На уровне страстей его можно определить следующим образом. Фундамент, как мы помним, - это подвес, подвешенность в интервале двух шагов, отсчитывающая "часы" уже сделавшегося, где возникает эмпирическое априори или метафизическое апостериори, форма мира. И на уровне страстей то же самое. Декарт как бы спрашивает: разве надо избавляться от страстей? Да нет, избавляться нужно от глупости. А страсти надо переживать. Даже самые сильные, которые нас конвульсивно сотрясают и не позволяют, подобно пляске св. Витта, вырваться из последовательности клеточек поля сцепления. Но что значит разрешаться в страстях? Как разрешаются от бремени, от родовых мук. Почему, собственно говоря, так? А очень просто. Нас нет вообще. Вспомним "великое безразличие" в нас и в Боге, когда ни мы неопределены, ни Бог неопределен до некоторого "после". Хотя эмпирически мы, разумеется, наделены мнением и самомнением и в мире наблюдаемы. Но нас нет "до", и нас нет без страсти. Но такой страсти, какую мы действительно проходим, следуя движению, собирающему точки пространства и времени, безразличные без нее. Мы есть после; именно страсти заполняют особым образом придержанный и длящийся зазор "до", из которого появляется наше "я" в своих наблюдаемых "качествах" и "свойствах". И мы знаем, находимся, следовательно, в реальности, в области истинного или ложного, а не в области лишь возможного или словесного. Но это значит, что сверхчувственный сдвиг в этот зазор есть волнение, приподнятость, особый чувственный жар внимания и принятия уникальной (никому другому не видимой) очевидности, имеющей особую чувственную ткань ("новое и большее чувство", говоря словами Галилея). И новые творения из пустоты этого нашего "до" могут быть только записью силы этого сдвига. Странно.
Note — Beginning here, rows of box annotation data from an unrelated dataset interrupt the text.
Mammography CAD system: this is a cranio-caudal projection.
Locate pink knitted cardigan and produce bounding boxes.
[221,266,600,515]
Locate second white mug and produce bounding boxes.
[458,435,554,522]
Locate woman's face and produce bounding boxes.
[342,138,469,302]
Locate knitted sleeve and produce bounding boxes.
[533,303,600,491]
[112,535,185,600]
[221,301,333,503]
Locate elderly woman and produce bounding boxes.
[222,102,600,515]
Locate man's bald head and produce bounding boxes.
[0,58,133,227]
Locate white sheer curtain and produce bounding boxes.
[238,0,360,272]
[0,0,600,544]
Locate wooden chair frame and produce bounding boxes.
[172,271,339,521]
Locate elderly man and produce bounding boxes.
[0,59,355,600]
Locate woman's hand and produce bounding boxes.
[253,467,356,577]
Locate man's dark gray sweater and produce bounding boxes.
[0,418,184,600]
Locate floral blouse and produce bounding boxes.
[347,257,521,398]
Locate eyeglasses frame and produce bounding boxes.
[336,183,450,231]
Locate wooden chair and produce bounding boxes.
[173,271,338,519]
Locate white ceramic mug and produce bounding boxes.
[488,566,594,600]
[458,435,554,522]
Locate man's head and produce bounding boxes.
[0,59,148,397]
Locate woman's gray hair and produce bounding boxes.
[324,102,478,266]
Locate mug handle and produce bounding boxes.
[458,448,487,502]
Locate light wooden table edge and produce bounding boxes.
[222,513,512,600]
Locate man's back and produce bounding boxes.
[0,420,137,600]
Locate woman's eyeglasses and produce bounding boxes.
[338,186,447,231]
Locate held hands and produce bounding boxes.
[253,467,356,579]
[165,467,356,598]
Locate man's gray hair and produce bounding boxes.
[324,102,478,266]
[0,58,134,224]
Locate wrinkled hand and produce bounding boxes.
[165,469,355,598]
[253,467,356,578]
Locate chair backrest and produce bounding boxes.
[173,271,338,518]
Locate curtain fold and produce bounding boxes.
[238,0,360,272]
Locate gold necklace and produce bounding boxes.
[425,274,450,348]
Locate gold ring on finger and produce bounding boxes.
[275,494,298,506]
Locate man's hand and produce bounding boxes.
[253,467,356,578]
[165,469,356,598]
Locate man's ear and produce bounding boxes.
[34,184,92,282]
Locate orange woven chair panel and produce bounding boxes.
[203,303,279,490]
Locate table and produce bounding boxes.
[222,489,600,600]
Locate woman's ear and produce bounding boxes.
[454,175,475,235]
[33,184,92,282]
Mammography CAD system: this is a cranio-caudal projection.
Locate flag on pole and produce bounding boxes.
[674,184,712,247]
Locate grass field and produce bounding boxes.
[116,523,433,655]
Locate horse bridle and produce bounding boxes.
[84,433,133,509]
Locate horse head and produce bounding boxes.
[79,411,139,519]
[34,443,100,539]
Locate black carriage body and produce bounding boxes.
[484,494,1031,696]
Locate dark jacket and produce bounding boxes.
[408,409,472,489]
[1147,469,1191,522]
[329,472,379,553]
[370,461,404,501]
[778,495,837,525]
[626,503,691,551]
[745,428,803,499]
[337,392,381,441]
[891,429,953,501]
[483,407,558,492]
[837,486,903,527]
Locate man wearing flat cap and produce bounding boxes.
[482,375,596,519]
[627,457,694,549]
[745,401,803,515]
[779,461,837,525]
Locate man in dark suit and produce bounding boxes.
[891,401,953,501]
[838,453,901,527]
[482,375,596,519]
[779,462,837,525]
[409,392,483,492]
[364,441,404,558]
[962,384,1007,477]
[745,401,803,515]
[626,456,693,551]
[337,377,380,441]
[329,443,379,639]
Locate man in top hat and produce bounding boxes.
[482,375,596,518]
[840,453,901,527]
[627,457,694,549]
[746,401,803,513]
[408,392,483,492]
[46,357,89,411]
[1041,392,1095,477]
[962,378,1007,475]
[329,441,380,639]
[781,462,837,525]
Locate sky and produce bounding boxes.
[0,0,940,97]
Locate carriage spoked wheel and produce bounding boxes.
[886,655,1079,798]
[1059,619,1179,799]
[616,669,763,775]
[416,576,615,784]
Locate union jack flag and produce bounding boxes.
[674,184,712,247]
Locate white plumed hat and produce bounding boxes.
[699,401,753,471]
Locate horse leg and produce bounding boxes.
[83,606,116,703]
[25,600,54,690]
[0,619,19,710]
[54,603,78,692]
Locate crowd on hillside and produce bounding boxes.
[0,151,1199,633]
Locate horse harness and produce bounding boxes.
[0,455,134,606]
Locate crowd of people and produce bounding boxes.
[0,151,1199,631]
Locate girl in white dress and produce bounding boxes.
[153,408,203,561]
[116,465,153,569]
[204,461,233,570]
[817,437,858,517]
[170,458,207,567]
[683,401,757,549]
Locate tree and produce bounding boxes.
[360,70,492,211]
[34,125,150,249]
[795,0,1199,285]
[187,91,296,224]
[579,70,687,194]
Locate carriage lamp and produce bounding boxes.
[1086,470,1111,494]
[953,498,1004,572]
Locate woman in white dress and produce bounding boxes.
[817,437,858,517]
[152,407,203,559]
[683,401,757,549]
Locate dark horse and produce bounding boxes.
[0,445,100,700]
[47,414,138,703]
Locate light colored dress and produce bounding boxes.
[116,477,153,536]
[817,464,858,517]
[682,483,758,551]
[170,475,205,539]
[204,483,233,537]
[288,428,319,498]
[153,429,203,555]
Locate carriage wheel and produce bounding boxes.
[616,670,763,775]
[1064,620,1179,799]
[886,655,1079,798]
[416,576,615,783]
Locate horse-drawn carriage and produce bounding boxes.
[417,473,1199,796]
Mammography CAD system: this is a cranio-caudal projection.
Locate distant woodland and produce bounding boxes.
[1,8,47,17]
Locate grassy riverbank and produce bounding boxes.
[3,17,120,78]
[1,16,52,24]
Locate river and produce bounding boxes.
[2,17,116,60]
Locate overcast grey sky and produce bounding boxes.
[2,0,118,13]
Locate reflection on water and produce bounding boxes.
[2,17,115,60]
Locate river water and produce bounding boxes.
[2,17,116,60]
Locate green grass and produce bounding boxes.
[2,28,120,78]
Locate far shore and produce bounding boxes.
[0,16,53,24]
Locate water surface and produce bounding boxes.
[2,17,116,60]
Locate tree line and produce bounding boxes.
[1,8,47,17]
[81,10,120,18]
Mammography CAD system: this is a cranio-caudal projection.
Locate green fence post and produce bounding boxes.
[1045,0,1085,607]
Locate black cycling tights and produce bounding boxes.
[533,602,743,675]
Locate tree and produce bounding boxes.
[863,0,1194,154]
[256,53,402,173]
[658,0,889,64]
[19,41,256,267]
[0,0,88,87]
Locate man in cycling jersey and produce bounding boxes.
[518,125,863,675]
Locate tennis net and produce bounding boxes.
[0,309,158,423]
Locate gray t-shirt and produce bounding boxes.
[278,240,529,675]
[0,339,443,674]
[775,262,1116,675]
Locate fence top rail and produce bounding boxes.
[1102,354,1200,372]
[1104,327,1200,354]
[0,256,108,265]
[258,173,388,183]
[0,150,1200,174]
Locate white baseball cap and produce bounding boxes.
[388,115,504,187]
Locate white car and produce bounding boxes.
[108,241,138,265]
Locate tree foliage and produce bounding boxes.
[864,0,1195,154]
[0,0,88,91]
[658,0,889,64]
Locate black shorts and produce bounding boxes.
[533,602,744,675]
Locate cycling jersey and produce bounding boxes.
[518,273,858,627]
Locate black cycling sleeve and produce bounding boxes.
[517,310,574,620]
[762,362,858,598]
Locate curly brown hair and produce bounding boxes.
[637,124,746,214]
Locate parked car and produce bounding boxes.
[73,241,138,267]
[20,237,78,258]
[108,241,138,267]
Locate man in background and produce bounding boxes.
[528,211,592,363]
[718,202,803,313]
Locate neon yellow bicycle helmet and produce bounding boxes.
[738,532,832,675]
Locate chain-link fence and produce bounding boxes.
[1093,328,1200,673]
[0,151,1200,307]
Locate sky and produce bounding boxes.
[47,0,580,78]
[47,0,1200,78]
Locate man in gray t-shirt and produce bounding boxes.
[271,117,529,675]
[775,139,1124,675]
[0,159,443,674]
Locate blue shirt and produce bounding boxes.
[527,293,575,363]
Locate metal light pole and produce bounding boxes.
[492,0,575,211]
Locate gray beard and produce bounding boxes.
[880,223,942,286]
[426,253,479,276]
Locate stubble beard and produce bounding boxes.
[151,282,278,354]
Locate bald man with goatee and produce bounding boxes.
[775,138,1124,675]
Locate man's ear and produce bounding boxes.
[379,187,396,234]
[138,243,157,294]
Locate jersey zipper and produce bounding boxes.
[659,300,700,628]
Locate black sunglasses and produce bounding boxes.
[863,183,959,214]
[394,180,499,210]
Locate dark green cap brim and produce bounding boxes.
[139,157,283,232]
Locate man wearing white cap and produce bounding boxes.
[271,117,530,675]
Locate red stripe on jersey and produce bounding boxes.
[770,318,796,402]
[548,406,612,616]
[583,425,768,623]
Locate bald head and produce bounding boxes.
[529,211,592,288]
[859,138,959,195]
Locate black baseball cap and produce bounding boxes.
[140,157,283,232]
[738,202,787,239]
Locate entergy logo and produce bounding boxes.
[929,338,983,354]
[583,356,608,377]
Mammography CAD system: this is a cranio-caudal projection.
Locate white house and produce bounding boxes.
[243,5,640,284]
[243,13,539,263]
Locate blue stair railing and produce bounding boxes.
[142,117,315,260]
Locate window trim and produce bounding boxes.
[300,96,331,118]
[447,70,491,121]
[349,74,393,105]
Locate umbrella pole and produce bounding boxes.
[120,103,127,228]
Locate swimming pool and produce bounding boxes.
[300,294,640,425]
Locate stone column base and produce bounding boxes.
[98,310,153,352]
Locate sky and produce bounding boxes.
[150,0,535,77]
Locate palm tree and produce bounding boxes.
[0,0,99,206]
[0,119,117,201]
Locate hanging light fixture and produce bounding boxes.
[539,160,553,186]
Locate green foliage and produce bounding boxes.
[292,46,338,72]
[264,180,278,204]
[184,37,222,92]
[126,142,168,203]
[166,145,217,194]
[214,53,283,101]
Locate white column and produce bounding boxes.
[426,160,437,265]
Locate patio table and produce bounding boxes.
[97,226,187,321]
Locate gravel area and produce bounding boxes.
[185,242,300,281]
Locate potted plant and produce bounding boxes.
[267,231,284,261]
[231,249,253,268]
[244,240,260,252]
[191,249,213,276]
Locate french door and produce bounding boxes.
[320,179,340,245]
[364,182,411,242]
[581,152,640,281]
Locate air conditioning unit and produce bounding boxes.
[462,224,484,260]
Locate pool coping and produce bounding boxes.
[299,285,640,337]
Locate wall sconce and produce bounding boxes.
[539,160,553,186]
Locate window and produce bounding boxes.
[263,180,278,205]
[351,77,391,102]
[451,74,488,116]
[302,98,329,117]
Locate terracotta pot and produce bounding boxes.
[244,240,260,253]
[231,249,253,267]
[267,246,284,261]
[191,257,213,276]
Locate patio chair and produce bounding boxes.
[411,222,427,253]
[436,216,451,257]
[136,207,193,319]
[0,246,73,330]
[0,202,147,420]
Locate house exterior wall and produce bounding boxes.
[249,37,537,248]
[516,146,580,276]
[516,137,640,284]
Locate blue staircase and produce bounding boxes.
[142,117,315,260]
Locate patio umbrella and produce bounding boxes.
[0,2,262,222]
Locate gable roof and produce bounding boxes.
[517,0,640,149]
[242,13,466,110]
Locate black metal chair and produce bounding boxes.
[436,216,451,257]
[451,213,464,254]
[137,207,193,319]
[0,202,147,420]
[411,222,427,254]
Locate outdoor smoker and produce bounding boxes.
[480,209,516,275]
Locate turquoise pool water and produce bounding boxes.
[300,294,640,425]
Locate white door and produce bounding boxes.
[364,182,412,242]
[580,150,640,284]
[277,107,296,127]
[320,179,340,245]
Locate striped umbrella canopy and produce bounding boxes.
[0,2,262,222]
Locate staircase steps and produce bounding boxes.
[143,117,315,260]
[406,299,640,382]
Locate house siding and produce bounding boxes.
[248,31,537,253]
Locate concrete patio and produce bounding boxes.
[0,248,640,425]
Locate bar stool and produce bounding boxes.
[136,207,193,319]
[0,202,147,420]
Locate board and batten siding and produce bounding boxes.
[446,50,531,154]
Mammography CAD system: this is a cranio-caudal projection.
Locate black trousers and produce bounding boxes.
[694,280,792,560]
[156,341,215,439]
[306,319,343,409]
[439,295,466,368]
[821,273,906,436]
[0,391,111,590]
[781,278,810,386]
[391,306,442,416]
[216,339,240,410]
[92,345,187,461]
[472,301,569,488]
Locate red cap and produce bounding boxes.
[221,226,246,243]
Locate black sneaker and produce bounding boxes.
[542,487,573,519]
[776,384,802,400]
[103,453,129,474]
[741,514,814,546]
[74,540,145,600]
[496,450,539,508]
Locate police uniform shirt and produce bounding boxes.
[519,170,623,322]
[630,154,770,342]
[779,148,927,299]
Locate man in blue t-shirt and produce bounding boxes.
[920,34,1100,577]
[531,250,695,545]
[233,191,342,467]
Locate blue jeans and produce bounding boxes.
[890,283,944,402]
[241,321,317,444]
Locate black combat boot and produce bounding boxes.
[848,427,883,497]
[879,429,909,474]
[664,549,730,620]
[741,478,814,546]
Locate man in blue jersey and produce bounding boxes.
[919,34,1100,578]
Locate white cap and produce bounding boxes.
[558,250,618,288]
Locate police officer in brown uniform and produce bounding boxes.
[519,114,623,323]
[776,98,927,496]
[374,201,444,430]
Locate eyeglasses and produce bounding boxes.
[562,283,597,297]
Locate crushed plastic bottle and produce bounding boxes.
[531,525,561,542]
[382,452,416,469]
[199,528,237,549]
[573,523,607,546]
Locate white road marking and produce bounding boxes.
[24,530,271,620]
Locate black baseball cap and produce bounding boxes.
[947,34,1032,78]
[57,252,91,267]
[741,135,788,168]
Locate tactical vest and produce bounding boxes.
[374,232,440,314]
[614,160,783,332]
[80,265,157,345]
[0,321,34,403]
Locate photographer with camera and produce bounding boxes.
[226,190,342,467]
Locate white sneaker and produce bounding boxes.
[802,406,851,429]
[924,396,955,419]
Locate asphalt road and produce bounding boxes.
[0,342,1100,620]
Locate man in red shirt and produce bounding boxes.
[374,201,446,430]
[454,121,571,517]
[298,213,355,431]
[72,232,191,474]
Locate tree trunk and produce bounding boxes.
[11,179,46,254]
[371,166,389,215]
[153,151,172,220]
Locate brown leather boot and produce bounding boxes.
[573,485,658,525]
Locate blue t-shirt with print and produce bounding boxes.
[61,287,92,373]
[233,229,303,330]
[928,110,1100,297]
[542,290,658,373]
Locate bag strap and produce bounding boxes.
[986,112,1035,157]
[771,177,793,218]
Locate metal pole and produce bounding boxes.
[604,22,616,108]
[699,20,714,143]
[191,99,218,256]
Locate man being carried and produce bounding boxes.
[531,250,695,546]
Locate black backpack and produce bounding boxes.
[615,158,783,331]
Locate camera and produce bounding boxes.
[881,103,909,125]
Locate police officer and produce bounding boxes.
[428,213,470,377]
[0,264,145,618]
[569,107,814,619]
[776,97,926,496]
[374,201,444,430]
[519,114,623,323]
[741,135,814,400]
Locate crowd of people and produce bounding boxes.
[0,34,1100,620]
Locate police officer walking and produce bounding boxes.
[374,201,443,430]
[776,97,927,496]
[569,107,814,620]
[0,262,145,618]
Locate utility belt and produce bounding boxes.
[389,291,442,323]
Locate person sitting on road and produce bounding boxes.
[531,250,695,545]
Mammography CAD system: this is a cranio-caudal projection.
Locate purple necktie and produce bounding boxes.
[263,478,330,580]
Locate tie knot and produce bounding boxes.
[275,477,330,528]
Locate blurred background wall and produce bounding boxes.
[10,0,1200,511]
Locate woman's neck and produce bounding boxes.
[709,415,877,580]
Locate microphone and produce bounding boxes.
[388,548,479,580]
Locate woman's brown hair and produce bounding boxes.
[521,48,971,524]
Но мы уже рассматривали раньше, в чем состоит бесконечность (т.е. не специальная органичность) переживания, например, красоты цветка. В том, что я могу ее определенно переживать, разрешая свое, волнующее и околдовывающее меня впечатление, и самопознанием до-определяя восприятие цветка. Ибо само по себе оно такое же, как другие цветки и восприятия: этот же объект цветок - отражен в миллионах других зрачков в мире. Поэтому, если во внешнем сопоставлении брать предмет (скажем, толчок последнего ощущения) и отражение (рисунок, "идею красоты" и т.п.), то нет полной определенности последнего структурой предмета. Лишь вместе с "сотворением себя" мы получим полную определенность, вполне и уникально (единственно) определим отражение этого рода (поэтичность. красоту, волнующую желанность и т.п., что открывает, конечно, бесконечность перед нами). Но это, по сути дела, и есть уже известный нам Декартов принцип когито, принцип того, что определится вместе с нами и на нас, - определится в особой "чистой", "феноменальной" материи, "метафизической материи", как я уже говорил, - с упакованными в ней утяжелениями: прежде имевшей место "истории", с памятью и т.д. В этом смысле Декарт мог бы, вслед за Леонардо да Винчи, сказать, что поэзия, шарм, красота, любовная страсть, печаль, радость, как и "война из-за Елены Прекрасной", - все это "вещи ума", "cosa mentale" (Леонардо говорил это о живописи, и притом подчеркивал именно слово "вещь"). Новым поворотом декартовского принципа здесь является указание на необходимо страстный характер этого исторического элемента, на чувствительность элемента-стихии, квинтэссенции космического устройства.